Data classification methods for data governance

Data classification is an important process in enterprise data governance and cybersecurity risk management. Data is categorized into security and sensitivity levels to make it easier to keep the data safe, managed and accessible. The risks for poor data classification are relevant for any business. By not following the data confidentiality policies and also preferably automation, an enterprise can expose its trusted data to unwanted visitors by a simple human error or accident. Besides the governance and availability points of view, proper data classification policies provide security and coherent data life cycles. They are also a good way to prove that your organization follows compliance standards (e.g. GDPR) to promote trust and integrity.

May 12, 2022

Tuomas Eteläpelto

In the process of data classification, data is initially organized into categories based on type, contents and other metadata. Afterwards, these categories are used to determine the proper level of controls for the confidentiality, integrity, and availability of data based on the risk to the organization. It also implies likely outcomes if the data is compromised, lost or misused, such as the loss of trust or reputational damage.

Though there are multiple ways and labels for classifying company data, the standard way is to use high risk, medium risk and low/no risk levels. Based on specific data governance needs and the data itself, organizations can select their own descriptive labels for these levels. For this blog, I will label the levels confidential (high risk), sensitive (medium risk) and public (low/no risk). The risk levels are always mutually exclusive.

Confidential (high risk) data is the most critical level of data. If not properly controlled, it can cause the most significant harm to the organization if compromised. Examples: financial records, IP, authentication data
Sensitive (medium risk) data is intended for internal use only.

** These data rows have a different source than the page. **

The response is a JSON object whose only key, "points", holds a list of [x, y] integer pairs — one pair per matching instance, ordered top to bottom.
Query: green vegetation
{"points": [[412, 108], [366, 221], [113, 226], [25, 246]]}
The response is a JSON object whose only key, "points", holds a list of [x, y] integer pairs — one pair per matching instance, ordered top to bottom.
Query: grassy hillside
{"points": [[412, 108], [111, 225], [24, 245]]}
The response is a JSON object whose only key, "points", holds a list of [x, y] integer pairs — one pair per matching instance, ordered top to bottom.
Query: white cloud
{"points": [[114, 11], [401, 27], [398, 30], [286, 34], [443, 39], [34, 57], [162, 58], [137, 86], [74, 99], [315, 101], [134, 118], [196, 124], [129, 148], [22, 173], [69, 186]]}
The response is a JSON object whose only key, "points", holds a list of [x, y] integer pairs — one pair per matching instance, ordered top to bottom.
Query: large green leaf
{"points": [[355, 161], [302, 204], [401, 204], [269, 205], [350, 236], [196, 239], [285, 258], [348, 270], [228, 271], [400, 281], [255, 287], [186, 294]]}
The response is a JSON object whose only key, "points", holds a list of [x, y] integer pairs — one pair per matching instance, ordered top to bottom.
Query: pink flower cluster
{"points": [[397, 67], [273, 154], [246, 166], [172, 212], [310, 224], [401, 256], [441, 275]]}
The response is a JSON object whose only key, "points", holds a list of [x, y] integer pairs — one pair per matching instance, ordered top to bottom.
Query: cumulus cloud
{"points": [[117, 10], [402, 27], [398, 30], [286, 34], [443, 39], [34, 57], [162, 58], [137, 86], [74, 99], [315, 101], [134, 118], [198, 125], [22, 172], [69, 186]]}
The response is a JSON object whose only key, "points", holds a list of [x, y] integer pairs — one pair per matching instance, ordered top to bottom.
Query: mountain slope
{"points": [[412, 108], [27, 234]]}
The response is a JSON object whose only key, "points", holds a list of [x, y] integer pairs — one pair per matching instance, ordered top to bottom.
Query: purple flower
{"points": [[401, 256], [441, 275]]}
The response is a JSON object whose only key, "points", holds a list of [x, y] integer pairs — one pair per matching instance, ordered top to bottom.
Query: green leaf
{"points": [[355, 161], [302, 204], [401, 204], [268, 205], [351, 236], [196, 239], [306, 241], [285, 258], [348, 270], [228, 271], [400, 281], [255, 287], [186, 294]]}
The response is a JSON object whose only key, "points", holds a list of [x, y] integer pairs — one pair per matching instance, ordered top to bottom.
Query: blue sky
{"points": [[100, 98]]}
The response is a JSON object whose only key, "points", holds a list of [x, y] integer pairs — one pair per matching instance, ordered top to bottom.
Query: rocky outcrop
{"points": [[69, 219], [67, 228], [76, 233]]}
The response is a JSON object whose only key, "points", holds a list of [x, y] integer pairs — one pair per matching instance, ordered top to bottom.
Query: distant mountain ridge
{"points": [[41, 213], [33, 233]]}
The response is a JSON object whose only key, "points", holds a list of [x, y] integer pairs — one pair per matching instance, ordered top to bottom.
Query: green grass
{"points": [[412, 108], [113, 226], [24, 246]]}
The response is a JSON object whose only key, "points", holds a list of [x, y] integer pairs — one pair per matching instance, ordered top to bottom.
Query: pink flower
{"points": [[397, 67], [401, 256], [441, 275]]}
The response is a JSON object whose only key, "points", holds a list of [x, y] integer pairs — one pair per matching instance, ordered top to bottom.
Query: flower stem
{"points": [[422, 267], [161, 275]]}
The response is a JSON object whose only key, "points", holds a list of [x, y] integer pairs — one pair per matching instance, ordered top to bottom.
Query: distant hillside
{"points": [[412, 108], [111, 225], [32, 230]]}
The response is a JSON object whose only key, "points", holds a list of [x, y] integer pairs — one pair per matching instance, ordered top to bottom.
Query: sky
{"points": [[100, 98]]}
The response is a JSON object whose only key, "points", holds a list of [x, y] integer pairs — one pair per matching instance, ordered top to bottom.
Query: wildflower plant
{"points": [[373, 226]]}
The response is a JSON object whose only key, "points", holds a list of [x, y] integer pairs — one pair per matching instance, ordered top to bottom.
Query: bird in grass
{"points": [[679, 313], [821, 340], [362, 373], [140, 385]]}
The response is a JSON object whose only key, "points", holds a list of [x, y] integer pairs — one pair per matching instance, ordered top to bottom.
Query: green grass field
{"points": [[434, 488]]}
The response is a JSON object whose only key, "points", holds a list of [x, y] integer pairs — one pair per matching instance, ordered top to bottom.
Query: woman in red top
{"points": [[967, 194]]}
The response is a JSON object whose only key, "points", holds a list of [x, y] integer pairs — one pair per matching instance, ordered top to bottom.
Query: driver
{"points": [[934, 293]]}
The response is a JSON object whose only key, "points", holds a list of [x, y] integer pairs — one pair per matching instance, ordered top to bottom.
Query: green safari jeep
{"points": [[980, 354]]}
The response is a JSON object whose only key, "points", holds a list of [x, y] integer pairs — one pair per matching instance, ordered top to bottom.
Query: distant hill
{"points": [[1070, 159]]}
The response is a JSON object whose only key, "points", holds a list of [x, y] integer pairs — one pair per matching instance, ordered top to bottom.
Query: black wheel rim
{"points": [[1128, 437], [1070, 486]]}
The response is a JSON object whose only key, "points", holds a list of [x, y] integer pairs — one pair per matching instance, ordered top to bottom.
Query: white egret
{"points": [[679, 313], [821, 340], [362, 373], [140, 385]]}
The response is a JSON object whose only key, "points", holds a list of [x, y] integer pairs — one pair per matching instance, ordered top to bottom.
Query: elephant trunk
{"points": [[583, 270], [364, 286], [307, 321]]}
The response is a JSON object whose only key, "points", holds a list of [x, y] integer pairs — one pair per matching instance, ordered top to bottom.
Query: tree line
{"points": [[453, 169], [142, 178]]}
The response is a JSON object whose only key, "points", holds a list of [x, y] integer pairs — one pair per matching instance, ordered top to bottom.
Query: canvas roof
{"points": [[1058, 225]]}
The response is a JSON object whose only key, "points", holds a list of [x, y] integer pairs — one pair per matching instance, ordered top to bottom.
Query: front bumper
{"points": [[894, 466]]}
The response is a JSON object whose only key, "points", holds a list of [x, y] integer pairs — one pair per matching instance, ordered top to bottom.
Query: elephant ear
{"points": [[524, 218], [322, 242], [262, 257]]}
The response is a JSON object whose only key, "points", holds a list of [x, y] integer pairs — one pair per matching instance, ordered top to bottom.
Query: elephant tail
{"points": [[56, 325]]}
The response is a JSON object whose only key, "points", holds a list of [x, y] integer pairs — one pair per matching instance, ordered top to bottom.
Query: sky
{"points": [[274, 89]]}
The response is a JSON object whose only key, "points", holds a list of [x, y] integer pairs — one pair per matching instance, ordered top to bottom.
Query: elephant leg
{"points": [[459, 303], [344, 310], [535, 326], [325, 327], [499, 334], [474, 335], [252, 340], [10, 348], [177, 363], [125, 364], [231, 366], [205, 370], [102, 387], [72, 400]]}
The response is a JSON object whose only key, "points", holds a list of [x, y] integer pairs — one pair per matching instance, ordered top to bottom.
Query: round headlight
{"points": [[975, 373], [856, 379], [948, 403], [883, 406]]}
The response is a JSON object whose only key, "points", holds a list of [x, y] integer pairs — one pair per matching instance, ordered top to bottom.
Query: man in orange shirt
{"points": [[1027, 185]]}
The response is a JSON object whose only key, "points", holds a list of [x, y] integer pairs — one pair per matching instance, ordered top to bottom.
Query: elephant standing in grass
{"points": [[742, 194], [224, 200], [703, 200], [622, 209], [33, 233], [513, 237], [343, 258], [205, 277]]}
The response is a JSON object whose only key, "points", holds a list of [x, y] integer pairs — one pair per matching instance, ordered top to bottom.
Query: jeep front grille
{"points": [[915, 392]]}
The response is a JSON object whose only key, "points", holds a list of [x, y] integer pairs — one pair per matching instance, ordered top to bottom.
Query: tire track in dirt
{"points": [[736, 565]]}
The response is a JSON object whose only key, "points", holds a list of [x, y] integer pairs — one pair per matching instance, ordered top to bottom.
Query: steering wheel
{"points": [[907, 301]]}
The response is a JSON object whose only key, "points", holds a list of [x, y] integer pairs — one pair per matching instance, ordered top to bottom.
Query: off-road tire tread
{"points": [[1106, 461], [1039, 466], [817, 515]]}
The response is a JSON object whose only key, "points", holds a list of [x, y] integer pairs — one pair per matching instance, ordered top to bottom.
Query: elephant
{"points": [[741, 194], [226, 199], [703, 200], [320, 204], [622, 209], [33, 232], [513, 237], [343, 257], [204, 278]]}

If medium risk data is breached, the results are not disastrous but not desirable either. Examples: strategy documents, anonymous employee data or financial statements
Public (low risk or no risk) data does not require any security or access measures. Examples: publicly available information such as contact information, job or position postings or this blog post.

High risk can be divided into confidential and restricted levels. Medium risk is sometimes split into private data and internal data. Because a three-level design may not fit every organization, it is important to remember that the main goal of data classification is to assess a fitting policy level that works with your company or your use case. For example, governments or public organizations with sensitive data may have multiple levels of data classification but for a smaller entity, two or three levels can be enough. Guidelines and recommendations for data classification can be found from standards organizations such as International Standards Organization (ISO 27001) and National Institute of Standards and Technology (NIST SP 800-53).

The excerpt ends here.